# Task 1: Exploratory Data Analysis (EDA)

This notebook performs EDA on the insurance dataset. It covers:
1. Data Summarization (Descriptive Statistics)
2. Data Quality Checks (Types, Missing Values)
3. Outlier Detection
4. Univariate & Bivariate Analysis

In [None]:
import sys
import os
import pandas as pd
import numpy as np

# Add src to path
sys.path.append(os.path.abspath(os.path.join('..')))

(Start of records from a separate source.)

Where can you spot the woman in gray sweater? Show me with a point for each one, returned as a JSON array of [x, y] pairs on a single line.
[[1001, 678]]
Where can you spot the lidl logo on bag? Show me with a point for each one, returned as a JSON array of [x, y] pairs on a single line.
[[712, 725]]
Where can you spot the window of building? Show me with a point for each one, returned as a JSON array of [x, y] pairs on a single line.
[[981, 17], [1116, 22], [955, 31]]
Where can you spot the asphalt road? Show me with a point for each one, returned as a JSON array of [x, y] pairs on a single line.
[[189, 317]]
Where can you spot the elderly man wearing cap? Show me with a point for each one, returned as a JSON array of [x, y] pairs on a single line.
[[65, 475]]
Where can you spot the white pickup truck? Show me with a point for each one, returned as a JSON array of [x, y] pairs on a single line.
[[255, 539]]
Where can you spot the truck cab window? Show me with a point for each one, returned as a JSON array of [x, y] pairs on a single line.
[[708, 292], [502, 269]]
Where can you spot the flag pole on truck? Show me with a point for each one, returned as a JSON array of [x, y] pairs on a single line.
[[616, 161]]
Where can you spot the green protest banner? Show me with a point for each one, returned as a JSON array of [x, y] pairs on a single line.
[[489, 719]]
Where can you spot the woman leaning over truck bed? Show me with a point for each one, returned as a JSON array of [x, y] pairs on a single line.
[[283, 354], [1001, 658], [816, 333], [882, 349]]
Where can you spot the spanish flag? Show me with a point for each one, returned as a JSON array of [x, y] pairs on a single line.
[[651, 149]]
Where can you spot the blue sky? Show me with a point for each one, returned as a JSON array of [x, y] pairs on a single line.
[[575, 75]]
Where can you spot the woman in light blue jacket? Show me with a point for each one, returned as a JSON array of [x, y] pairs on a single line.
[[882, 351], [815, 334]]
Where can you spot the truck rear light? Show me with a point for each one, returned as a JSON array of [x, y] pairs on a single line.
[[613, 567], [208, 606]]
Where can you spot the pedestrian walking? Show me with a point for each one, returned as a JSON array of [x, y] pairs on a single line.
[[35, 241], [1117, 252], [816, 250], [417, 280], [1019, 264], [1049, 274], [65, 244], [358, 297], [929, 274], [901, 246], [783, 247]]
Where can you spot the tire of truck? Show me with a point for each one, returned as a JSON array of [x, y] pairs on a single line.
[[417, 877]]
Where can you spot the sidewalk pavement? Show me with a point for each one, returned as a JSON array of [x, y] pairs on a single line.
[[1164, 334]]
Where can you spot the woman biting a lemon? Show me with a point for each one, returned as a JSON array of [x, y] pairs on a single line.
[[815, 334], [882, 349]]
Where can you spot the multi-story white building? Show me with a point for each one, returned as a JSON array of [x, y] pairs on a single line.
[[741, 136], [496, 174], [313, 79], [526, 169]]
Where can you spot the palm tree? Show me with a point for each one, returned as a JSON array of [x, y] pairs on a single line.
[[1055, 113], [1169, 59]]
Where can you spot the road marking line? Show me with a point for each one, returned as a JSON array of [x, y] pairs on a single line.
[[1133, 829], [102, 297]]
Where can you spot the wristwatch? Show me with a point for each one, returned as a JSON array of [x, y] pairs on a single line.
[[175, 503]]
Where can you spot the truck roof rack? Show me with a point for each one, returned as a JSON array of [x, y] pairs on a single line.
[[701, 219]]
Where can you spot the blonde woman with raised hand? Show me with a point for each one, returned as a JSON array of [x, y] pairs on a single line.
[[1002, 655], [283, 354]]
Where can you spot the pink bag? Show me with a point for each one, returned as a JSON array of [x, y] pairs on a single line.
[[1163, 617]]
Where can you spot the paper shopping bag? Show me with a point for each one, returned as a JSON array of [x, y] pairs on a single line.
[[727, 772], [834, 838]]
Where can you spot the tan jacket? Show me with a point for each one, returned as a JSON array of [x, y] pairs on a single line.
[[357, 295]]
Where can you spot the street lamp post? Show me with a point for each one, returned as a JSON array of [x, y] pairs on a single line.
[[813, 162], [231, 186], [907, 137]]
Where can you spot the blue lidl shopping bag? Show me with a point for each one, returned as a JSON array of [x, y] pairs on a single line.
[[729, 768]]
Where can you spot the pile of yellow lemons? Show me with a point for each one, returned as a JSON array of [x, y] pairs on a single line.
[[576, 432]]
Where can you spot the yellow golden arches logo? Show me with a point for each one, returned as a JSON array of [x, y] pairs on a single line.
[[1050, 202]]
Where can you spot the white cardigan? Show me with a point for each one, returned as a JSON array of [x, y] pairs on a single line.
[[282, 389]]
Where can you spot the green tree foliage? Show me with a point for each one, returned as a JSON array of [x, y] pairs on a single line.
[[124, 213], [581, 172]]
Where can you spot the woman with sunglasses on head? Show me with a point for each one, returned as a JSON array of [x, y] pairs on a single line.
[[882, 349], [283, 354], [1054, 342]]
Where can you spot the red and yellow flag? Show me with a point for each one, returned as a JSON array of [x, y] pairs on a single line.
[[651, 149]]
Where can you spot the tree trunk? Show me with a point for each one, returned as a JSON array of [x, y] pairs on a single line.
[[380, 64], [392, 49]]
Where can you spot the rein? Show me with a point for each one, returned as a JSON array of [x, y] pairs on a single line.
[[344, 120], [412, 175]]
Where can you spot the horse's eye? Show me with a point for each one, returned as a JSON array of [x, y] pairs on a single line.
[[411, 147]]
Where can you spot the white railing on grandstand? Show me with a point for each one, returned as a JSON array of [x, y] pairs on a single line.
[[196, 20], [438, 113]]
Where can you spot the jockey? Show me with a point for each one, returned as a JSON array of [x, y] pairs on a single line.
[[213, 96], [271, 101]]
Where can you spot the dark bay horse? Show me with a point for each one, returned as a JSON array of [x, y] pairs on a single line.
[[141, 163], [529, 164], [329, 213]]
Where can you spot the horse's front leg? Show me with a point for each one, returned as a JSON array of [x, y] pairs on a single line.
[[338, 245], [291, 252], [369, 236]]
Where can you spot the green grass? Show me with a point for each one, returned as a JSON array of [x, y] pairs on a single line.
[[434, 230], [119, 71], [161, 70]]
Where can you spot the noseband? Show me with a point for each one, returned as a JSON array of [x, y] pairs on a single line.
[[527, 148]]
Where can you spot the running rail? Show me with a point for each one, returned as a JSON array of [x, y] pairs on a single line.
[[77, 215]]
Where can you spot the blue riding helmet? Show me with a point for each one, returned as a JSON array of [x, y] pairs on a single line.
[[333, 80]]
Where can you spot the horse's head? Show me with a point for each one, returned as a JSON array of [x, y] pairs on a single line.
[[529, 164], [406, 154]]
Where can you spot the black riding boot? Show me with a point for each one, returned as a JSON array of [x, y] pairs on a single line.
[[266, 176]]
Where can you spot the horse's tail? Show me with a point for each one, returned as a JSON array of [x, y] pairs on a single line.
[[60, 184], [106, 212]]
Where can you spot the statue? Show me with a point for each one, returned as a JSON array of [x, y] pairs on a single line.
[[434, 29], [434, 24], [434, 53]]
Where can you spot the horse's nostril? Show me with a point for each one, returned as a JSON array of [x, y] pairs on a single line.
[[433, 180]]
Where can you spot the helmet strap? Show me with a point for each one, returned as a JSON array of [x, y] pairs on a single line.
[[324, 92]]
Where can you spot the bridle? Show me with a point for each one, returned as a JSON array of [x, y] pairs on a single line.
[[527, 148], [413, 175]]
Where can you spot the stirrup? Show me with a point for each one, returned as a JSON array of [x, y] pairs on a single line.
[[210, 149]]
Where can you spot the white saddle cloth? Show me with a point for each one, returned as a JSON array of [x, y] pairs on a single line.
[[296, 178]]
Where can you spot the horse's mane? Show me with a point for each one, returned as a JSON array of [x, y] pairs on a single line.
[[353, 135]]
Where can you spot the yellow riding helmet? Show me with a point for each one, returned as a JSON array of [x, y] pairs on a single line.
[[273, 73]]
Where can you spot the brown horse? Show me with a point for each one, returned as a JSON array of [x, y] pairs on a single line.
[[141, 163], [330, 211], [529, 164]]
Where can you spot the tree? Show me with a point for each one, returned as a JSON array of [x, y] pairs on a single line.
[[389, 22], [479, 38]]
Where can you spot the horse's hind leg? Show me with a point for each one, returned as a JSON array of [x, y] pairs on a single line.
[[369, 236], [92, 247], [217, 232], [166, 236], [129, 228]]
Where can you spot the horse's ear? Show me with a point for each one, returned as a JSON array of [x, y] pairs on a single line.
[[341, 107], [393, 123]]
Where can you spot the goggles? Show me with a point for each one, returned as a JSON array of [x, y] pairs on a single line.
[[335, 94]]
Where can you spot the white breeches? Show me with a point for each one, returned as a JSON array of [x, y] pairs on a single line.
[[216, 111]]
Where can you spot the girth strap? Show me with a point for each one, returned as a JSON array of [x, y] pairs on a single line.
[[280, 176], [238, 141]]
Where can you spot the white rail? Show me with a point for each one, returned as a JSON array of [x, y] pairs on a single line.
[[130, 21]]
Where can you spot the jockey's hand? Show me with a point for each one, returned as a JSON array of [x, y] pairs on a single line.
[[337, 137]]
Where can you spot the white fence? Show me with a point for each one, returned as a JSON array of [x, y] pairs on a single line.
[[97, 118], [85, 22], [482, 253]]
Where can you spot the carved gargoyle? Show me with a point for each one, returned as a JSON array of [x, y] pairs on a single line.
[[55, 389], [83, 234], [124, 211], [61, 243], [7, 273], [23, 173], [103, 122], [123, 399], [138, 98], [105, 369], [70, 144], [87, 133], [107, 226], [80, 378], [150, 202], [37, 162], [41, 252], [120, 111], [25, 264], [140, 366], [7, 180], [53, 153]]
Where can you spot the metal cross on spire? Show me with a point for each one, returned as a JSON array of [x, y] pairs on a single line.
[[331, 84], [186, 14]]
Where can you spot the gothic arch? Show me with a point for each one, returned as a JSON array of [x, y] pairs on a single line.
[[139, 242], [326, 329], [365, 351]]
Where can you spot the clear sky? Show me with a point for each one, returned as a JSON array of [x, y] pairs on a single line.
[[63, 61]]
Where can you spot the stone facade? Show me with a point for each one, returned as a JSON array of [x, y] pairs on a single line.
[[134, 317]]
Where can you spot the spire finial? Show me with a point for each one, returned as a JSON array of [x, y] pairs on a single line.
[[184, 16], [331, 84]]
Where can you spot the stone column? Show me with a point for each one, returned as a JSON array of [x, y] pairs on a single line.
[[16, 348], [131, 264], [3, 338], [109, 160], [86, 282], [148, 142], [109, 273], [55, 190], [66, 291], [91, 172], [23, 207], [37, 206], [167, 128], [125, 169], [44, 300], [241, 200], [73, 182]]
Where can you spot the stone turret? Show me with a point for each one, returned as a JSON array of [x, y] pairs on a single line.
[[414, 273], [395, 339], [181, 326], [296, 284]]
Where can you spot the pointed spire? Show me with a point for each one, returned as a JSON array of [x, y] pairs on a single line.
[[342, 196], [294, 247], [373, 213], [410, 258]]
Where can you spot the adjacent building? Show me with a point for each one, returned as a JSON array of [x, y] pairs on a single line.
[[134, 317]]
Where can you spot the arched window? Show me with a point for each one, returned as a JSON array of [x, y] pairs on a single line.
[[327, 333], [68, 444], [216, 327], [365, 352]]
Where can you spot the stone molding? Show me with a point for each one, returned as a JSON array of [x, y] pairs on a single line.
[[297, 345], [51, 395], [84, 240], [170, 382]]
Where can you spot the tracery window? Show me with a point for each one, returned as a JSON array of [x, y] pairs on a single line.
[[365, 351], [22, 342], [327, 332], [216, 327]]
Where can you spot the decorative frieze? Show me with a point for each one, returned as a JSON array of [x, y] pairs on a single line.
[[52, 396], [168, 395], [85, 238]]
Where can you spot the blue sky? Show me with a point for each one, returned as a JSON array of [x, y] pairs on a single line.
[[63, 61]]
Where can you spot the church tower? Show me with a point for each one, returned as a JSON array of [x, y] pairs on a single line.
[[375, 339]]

from src.loader import load_data
from src.eda import calculate_summary_statistics, check_missing_values, detect_outliers_iqr
from src.visualization import plot_histogram, plot_boxplot, plot_scatter, plot_correlation_matrix

## 1. Data Loading and Overview

In [None]:
filepath = '../data/raw/MachineLearningRating_v3.txt'
df = load_data(filepath)
df.head()

In [None]:
df.info()

## 2. Data Summarization
Calculating descriptive statistics for key numerical columns like TotalPremium and TotalClaims.

In [None]:
numerical_cols = ['TotalPremium', 'TotalClaims']
stats = calculate_summary_statistics(df, numerical_cols)
stats

## 3. Data Quality Checks
Assessing missing values and potential outliers.

In [None]:
missing_values = check_missing_values(df)
missing_values

In [None]:
outliers_premium = detect_outliers_iqr(df, 'TotalPremium')
outliers_claims = detect_outliers_iqr(df, 'TotalClaims')
print(f"Outliers in TotalPremium: {outliers_premium}")
print(f"Outliers in TotalClaims: {outliers_claims}")

## 4. Visualizations
Creating informative plots to understand distributions and relationships.

In [None]:
# Univariate Analysis
plot_histogram(df, 'TotalPremium', title='Distribution of Total Premium')
plot_histogram(df, 'TotalClaims', title='Distribution of Total Claims')

In [None]:
# Bivariate Analysis
plot_scatter(df, 'TotalPremium', 'TotalClaims', title='Total Premium vs Total Claims')
plot_correlation_matrix(df, ['TotalPremium', 'TotalClaims'])